How to get a probability space of repeated numbers?

If you have a set of numbers D = {x1, x2, x3, ..., xn}, you can determine if there is any repeated numbers in D using an algorithm using a direct access table (hashing).

But how do you determine a probability space when deriving the expected running time?

For the probability space, are we basically saying what is the probability that a number in D is repeated, but how do you get a probability from this?

Can anyone help please?

I am thinking, that for each number xi in D, you have to check if it is the same number as all the other ones in D, so there is n-1 other numbers in D.

Re: How to get a probability space of repeated numbers?

Hey Sneaky.

With regards to your question, you have to make an assumption with regard to the probability.

Typically we do this in a couple of ways depending on the problem.

One way is to make mathematical assumptions and then derive the PDF (probability function) of the distribution. This is done with things like Binomial, Poisson, and other similar distributions.

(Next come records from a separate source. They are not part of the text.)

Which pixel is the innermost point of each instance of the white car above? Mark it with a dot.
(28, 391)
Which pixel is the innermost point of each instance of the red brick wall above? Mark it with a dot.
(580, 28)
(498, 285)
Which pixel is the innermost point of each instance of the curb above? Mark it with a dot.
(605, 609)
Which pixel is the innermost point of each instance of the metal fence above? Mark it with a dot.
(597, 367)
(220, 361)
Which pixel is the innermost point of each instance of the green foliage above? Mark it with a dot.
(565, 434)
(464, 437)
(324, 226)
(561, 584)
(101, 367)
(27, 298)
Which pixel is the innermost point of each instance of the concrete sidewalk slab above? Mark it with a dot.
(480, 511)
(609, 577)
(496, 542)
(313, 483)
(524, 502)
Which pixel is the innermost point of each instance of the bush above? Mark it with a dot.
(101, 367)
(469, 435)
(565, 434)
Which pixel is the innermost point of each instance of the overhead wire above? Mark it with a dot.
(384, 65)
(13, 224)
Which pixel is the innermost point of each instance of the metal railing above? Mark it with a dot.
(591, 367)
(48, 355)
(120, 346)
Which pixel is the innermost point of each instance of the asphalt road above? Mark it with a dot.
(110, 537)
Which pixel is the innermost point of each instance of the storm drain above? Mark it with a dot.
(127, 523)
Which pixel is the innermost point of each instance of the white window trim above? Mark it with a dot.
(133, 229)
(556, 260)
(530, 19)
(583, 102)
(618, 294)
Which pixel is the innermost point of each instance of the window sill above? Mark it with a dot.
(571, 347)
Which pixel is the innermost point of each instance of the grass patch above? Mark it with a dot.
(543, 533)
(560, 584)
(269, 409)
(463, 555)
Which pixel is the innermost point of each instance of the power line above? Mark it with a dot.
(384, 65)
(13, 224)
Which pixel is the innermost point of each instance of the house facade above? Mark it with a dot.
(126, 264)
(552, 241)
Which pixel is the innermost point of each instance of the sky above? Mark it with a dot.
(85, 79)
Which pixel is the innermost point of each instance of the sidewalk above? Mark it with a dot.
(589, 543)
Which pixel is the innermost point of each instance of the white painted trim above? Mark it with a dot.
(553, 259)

The other way is to look at a distribution based on its fit to some model. We do this by either forcing a distribution to have a certain structure (like Normal, Chi-square, Uniform) or we can use what is called an empirical distribution which is just a fancy way of using the actual data from an actual experiment/process/etc and plotting a nice frequency histogram and normalizing it.

If you want to assume pure randomness then use a uniform distribution since it has the highest entropy, it gives the best model of randomness provided that all realizations are independent from the other ones.